The combination of interest rate cuts, quantitative easing and increased fiscal deficits was effective in minimizing the impacts of the global financial crisis in 2008 and recession in 2009. The crisis then was initially triggered by a sub-prime mortgage crisis in the US, which resulted in a global banking and liquidity crisis – all conventional kinds of crisis that had happened before in history. However, the 2020 Covid crisis is different and may not be effectively tackled by conventional monetary and fiscal policy measures. The effectiveness of these policies in preventing deep economic contractions rests on the assumption that they will stimulate economic activities and demands. However, these demands have been curtailed by public health authorities’ imposition of urban lockdowns and social distancing to slow down the pandemic. This explains why, despite record monetary and fiscal stimulus, the world’s economy is still contracting sharply.
With or without the discovery of anti-Covid-19 vaccine, the only way for economies to recover is to end urban lock-downs and social distancing among the population – thereby allowing expansionary monetary and fiscal policies to work. Without a vaccine, unfortunately opening up economies is also likely to spread the pandemic, infecting and killing more people, before any “herd immunity” develops among the healthier population. Currently, given weak demands for goods and services, the private sector has been laying off workers, which further weakens demands. These demands are unlikely to sharply recover with traditional rate cuts and increase in banking liquidity – as long as unemployment is rising, corporates are in survival (rather than expansion) mode while economic activities are frozen. Even cash transfers by governments to the poor and unemployed, considered the most impactful measure to help household demands, are less effective given restrained economic activities.
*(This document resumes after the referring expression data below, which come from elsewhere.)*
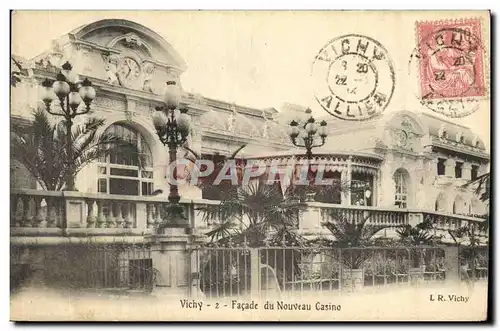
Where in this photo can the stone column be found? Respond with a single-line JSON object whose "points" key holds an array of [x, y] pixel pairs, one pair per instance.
{"points": [[171, 252], [433, 167], [452, 264], [310, 219], [346, 177], [466, 171], [449, 168]]}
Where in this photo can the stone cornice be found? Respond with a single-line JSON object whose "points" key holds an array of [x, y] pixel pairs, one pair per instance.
{"points": [[468, 150]]}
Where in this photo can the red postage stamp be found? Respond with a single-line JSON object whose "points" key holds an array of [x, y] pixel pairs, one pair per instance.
{"points": [[451, 59]]}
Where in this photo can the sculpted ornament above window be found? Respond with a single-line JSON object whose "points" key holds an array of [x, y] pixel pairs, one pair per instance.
{"points": [[128, 71]]}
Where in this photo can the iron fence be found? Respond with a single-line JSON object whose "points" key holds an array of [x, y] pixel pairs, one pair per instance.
{"points": [[279, 271], [474, 262], [111, 267]]}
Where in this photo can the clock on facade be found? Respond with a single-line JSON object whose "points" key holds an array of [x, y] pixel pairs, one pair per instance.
{"points": [[129, 71], [402, 138]]}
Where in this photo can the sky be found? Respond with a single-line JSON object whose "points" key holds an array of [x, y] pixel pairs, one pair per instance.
{"points": [[258, 59]]}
Whether or not urban lockdowns and social distancing are ended soon, central banks and governments are likely to continue their aggressive monetary and fiscal policies in the next 12 months or so. This means governments’ budget deficits are likely to remain high with record-breaking debt accumulation, while central banks’ quantitative easing continues with record-breaking “money-printing”. With acceleration in money in circulation, at a time when the real economy is contracting (as most of the extra money injected is not spent on employment-generating investment and economic activities), more money will chase the most liquid of assets: global stocks and bonds.
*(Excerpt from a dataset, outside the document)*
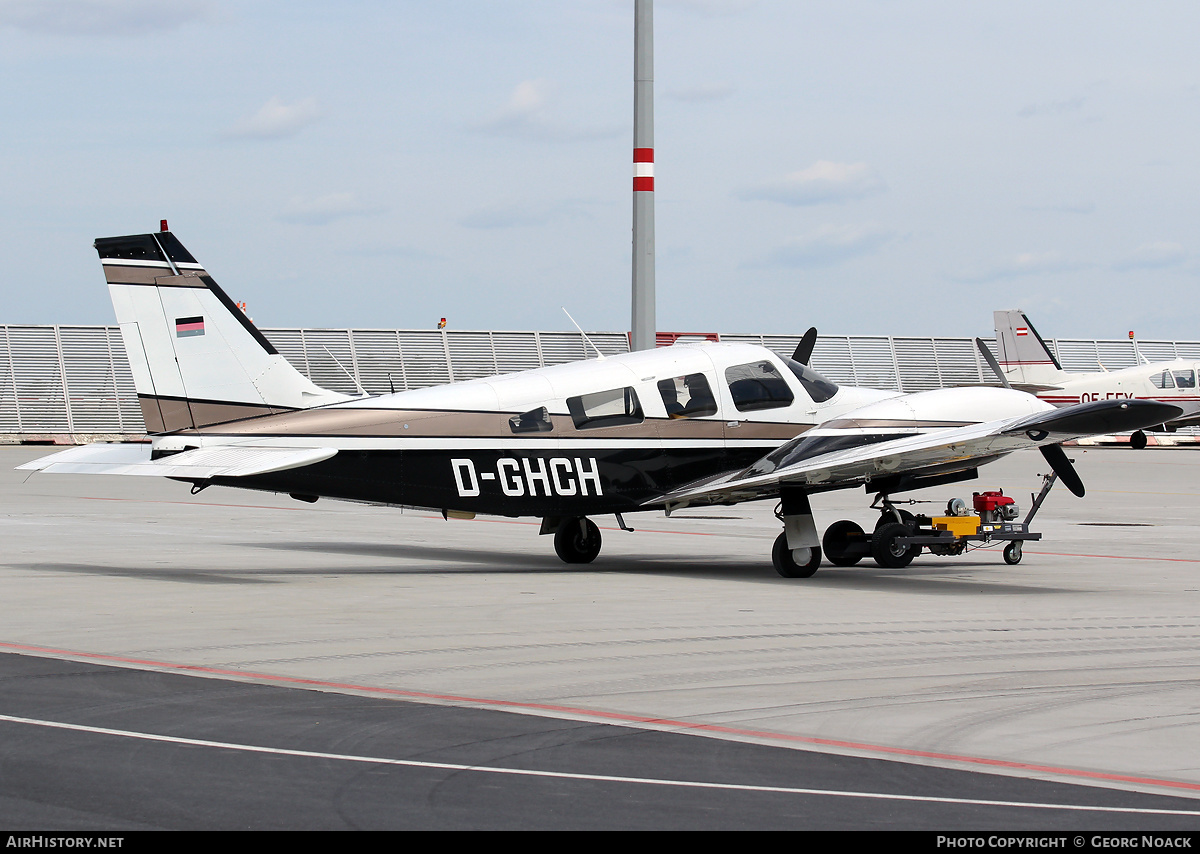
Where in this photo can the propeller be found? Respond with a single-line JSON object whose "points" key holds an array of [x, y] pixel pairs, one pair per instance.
{"points": [[804, 349], [1062, 467], [995, 366]]}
In the US, for instance, despite tanking by around 25% in Q1-2020, the S&P 500 stock market index is now only less than 3% below its level in December-2019 – while US GDP is likely to contract by 8% in 2020. In China, the source of the Covid pandemic, the Shanghai stock market index is now only around 1% below its level in December-2019 – a very normal “market correction”. Unless more of the funds injected by monetary and fiscal authorities generate real economic activities, instead of simply preventing a sharper deterioration of the crisis, there is a risk that they will also further fuel inflation in financial assets – without fundamentally solving the problems of rising unemployment and poverty due to the Covid pandemic.